Le terrorisme international est devenu un nouveau défi global. C’est une des façons dont s’expriment la haine, le racisme, la xénophobie et le fanatisme religieux. Et aussi l’intolérance et la discrimination subsistent dans la vie ordinaire de tous les jours.

Le réchauffement climatique est un autre grand défi. Non seulement il menace la survie de populations entières, mais il comporte le risque de cataclysmes sociaux à cause des déplacements massifs de populations attendus à l’échelle mondiale.

Chers amis,

Je n’ai pas l’intention de dresser un tableau pessimiste mais seulement de souligner autant de bonnes raisons pour que le Conseil de l’Europe poursuive sa mission.

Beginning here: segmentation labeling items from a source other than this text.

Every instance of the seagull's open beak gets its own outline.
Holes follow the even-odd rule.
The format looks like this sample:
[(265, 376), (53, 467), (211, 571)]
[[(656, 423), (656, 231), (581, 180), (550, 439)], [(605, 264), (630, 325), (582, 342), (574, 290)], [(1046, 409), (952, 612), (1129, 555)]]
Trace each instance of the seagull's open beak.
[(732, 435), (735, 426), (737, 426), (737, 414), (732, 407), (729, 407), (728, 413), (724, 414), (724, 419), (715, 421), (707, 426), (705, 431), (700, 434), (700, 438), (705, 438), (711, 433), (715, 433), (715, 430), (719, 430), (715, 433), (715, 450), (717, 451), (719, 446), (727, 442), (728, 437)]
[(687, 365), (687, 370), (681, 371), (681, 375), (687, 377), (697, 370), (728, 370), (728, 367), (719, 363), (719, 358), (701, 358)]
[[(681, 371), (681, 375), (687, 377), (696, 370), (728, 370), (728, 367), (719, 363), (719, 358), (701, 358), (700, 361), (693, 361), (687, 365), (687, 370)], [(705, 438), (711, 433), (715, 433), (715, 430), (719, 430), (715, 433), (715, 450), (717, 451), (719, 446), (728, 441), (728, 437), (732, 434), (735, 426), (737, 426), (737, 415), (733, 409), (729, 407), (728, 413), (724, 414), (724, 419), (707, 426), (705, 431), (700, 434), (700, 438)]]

Notre premier devoir, c’est de ne pas oublier le slogan des pionniers de l’intégration européenne « plus jamais ». Personne n’est jamais à l’abri de nouvelles dérives et c’est pourquoi nous devons rester vigilants pour ne laisser jamais se reproduire les fléaux que les fondateurs de notre organisation ont voulu éradiquer.

Nous devons aussi rester fidèles à nos principes et valeurs. En même temps, nous devons essayer de trouver des idées novatrices pour les appliquer là où la culture démocratique avance plus lentement.

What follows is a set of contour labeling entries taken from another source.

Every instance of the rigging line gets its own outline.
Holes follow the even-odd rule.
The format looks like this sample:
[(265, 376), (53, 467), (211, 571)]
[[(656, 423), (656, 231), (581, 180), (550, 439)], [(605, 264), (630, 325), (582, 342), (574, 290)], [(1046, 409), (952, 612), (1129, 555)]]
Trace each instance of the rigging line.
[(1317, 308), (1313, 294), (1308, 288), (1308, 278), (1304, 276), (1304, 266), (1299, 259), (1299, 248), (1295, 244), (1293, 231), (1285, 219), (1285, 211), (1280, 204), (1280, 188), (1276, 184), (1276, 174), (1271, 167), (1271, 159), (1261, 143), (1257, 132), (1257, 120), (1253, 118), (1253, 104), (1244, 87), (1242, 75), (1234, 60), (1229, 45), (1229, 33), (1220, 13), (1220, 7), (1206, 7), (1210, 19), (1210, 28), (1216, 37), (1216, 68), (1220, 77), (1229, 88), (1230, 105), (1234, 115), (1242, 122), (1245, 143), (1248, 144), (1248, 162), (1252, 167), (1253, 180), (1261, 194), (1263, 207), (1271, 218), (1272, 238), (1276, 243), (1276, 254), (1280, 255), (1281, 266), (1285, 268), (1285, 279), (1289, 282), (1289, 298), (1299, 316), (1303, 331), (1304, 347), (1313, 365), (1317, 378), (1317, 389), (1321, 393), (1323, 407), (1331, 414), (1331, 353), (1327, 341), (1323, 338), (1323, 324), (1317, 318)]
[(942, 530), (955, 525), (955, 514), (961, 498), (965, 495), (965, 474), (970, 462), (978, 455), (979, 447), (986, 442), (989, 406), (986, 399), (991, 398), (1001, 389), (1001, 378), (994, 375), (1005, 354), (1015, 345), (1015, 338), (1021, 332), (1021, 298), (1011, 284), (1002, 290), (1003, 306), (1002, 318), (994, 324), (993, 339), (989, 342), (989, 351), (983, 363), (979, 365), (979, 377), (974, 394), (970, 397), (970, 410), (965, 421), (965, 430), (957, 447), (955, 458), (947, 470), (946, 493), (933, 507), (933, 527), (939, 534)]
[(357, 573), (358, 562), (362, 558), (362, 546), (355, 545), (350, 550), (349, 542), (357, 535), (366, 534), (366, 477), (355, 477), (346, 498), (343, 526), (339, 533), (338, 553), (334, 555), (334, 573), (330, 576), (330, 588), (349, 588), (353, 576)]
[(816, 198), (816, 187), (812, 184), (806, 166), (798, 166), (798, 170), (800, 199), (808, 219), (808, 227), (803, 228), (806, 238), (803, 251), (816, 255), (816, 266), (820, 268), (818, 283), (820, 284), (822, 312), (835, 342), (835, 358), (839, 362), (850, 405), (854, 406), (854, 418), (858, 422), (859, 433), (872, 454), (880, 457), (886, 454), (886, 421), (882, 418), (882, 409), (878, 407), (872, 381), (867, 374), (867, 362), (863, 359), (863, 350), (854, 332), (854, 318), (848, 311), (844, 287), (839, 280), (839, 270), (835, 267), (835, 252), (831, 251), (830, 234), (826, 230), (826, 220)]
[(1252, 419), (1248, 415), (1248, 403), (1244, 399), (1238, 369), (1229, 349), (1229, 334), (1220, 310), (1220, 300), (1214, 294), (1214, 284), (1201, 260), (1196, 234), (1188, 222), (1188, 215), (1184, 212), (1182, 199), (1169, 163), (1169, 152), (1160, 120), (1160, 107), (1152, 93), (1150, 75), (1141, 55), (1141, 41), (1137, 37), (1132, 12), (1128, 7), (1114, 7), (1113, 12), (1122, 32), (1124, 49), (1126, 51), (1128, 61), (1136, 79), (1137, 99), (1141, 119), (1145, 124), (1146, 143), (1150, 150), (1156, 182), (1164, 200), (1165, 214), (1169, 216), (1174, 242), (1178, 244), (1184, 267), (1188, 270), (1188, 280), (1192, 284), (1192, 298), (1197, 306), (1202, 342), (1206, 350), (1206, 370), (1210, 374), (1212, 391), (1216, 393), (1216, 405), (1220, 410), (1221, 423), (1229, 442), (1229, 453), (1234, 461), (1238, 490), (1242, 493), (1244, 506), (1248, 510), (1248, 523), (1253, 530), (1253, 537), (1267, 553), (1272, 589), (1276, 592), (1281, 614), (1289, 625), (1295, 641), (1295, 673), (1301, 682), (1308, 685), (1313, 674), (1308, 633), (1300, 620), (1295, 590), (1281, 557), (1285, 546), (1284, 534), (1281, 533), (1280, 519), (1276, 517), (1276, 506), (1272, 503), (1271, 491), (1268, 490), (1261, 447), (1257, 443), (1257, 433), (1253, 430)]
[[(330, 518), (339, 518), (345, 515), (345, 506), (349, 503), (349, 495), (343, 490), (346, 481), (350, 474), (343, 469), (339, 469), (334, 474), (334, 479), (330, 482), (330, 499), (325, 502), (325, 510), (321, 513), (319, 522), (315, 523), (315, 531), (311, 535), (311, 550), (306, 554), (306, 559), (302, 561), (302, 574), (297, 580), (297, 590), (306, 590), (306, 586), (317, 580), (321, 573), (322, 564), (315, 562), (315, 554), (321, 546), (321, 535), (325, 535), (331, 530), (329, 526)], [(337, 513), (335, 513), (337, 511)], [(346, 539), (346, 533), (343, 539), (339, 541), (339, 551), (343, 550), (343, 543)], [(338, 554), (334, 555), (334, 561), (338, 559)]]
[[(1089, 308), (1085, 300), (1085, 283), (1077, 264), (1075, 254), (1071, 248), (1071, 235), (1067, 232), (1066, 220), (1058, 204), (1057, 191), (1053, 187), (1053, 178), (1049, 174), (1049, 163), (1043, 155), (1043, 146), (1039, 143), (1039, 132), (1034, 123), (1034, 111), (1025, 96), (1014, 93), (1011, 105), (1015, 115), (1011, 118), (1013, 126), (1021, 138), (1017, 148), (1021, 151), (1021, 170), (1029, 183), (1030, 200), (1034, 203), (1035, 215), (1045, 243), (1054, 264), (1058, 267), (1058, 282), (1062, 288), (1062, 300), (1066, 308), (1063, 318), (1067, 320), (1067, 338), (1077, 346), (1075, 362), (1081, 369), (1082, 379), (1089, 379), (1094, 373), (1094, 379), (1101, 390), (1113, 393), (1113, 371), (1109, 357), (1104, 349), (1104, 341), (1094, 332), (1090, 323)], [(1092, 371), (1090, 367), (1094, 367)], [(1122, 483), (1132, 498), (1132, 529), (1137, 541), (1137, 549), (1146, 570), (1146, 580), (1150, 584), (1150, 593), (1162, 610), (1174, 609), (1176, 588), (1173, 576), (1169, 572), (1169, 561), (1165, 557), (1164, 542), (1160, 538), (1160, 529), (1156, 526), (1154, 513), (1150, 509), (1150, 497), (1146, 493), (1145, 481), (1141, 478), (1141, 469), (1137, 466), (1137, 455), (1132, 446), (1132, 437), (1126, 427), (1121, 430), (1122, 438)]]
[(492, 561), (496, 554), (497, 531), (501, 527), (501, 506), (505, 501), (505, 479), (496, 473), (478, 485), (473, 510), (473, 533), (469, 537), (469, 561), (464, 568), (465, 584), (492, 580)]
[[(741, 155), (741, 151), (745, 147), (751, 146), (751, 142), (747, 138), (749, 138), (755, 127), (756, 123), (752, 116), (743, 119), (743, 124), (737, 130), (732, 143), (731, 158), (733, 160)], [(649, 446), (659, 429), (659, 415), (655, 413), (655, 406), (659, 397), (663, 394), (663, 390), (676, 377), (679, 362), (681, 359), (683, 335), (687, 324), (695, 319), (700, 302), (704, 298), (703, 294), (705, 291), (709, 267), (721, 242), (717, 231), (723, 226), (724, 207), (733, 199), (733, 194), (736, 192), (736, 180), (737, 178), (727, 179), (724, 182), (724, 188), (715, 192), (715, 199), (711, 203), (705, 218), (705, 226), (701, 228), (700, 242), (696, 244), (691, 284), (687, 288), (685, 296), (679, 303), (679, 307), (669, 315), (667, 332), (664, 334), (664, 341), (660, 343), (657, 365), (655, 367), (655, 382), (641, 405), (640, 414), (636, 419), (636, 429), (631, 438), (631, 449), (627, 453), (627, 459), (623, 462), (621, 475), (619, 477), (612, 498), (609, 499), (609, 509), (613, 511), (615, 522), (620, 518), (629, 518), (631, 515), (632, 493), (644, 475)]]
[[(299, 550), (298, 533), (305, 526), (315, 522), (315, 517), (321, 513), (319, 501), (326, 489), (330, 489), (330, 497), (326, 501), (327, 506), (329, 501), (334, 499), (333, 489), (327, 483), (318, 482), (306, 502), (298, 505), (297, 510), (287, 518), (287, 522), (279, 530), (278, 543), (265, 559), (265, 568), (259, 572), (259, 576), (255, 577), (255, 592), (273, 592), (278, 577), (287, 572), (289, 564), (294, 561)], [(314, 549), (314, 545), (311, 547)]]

Nous devrions en même temps réfléchir à de nouveaux mécanismes qui permettront à l’organisation de mieux s’affirmer dans ces pays membres et sur la scène internationale. Il s’agit, quand il le faut, de faire observer ses décisions là où elles se confrontent à l’indifférence ou au manque de volonté politique. Au même temps, nous devons préserver notre caractéristique essentielle, la liberté intellectuelle qui va au-delà des intérêts politiques et nationaux.

Avec le Conseil de l’Europe, nous possédons un pouvoir dont nous ne sommes pas toujours pleinement conscients. Il y a 60 ans, les fondateurs avaient le pouvoir de leurs rêves. Aujourd’hui, notre pouvoir est bien réel, c’est le pouvoir de tous les pays d’un continent unis ensemble. Ne le gaspillons pas, utilisons-le à sa juste mesure.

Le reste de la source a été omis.